From: Bill Kasdorf <bkasdorf@apexcovantage.com>
Date: Wed, 5 Aug 2015 15:21:05 +0000
All excellent points, Nick—thanks!

I particularly like the "scrolling" vs. "flipping" distinction. I will steal that!


Sorry for the late comments, I struggled to find time to sit down and read through everyone's great discussion.  Since there are a lot of great gems here, I wanted to mainly summarize, but also offer some of my own commentary.

Some of the ways that the "page" concept has been approached is a simulacrum to the physical book - but I think the abstract goes a whole step farther.  Keep in mind that in the trade world, you can have a paperback and hardcover of the SAME content that have different "page" breakdowns.  Long before CSS, publishers were making use of media-queries to structure content.  The page is the way in which content is optimally laid out for the medium on which it is being displayed.

We could even call the "page" the Display-style of structured content for a given medium.  From this perspective, we account for some content being "scrolling" and some being "flipped" (what some call paginated - but I'm trying to avoid using the overloaded word).  Not only are device SIZES taken into account, but also device capabilities.  Scrolling on a non-touch non-mouse device might be unreasonable.  And - in the future when there are new input devices, it would be useful to have a spec that took that into account.

Content Placement Markers
There is a clear need - at the moment - for markers denoting physical pages for the needs of accessibility - but as noted in the wonderful comments here, what we really need is just a way to point to a specific point in the text.  As long as we have a good location identifier of sorts, then we can solve this problem and it becomes an issue of authors/authoring tools to add these links.

Fixed Layout
Given the above definition of the Page/Pagination - fixed layout becomes just another render option.  Take a cookbook.  A publisher may decide to have a "recipe" template that shows a picture on the left, ingredients on the right, and a description below - all absolutely positioned on the canvas.  They could define this layout for devices that are 1024x768 pixels or more.  But, they could also define a layout for small devices that are reflowable - show an image, ingredients below, then instructions.  To have an entirely different package or content form for fixed layout is completely absurd (and I should know, as I've created an authoring tool solely FOR fixed-layout content).

Thinking abstract about structured content
In the ideal - and I do believe many publishers think about things like this - is to think about things in terms of content.  The display of the content is part of productization, but it is different for different mediums (hardcover, paperback, ebook, webook, etc.)  I'm not sure publishers are masters-of-the-web and know exactly what is best for them, and that is where we have the opportunity to - given our knowledge of the web and CSS - provide a guideline for how content should be structured to maximize layout on multiple devices while not losing accessibility.  I believe this CAN be achieved.

I hope this makes sense - I was up late last night....


Good point! Thanks for the reminder; that's an aspect I often forget to mention.

One related comment: the motivation between those author-driven page breaks is usually relationship/association/containment-driven: "keep this with that," "the reader/user/student needs to see this, that, and this other thing at the same time," etc.
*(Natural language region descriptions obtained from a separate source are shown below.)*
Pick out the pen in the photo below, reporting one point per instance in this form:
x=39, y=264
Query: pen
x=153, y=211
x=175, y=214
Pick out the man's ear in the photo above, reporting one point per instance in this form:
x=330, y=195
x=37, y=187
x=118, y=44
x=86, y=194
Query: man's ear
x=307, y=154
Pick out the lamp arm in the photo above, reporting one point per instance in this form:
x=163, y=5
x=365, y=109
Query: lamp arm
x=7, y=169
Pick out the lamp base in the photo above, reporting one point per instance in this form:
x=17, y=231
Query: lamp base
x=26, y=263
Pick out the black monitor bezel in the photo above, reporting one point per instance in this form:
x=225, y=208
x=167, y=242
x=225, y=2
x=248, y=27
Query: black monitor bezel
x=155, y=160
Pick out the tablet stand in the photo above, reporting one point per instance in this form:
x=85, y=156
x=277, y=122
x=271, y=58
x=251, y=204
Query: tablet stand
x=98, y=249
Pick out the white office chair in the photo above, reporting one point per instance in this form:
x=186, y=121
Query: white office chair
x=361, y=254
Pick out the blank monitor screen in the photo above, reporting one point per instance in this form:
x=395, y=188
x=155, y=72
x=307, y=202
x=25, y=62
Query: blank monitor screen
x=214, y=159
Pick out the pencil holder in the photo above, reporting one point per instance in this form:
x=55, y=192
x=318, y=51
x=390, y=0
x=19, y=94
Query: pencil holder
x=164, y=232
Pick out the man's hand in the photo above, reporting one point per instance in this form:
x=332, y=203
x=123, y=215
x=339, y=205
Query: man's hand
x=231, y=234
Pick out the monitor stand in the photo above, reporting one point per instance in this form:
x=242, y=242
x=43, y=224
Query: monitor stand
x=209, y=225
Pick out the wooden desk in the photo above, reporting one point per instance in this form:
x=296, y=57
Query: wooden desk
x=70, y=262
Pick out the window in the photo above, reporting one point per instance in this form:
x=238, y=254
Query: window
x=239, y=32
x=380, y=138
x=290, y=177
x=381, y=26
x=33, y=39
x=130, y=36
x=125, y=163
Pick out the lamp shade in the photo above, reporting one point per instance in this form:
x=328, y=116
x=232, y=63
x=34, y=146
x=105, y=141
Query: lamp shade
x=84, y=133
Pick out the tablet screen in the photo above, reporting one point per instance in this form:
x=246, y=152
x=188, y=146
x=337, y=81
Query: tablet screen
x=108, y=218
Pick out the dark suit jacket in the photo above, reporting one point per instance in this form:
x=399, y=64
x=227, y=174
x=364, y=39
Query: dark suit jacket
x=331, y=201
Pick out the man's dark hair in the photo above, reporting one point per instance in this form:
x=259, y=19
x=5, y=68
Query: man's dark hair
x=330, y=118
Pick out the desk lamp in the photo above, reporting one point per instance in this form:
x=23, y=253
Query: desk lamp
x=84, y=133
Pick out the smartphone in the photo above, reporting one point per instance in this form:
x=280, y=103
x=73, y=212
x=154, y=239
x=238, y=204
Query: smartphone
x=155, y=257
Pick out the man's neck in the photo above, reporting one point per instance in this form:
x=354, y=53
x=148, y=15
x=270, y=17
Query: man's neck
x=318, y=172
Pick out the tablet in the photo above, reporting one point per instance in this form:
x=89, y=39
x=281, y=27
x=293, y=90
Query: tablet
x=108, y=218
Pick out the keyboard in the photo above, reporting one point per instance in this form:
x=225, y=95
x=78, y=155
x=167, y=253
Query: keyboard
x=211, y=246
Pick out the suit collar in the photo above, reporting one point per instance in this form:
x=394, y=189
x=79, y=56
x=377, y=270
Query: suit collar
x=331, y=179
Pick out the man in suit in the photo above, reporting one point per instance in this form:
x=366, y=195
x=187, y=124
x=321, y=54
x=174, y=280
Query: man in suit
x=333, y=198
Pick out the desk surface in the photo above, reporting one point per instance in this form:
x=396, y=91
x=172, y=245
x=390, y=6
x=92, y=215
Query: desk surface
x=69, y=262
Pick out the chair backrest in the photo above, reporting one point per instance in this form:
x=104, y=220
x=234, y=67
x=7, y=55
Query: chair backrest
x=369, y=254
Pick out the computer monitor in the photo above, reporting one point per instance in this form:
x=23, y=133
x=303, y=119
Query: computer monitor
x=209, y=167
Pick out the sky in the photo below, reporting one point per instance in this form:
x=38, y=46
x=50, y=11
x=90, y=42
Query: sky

JATS/BITS, the dominant XML model in the scholarly publishing world, has a pair of <milestone> elements for precisely that purpose. Every <milestone> has a @rationale attribute for saying what it's for, and there are actually two such elements, <milestone-start/> and <milestone-end/>, empty marker elements that enable getting around the well-formedness barrier often encountered in this context, where the starting and ending points are at arbitrary locations that don't necessarily align with the logical structure of the document. Very useful.

Thanks again for mentioning the author-driven breaks!

--Bill K

Bill, as with various times in this thread, I completely agree with you concerning references into content.

However, I think there is a part of this that is being overlooked and is quite important.  Author-forced page breaks due to (usually but not always) changes in some semantic element.  In a book, this would be chapter breaks (so a new chapter starts at the top of a new page), but in a magazine it could be an article, or before tables in a scientific paper or …   Fortunately, there is work being done in this area in CSS.  Unfortunately, there is zero support amongst the various UA’s to support it.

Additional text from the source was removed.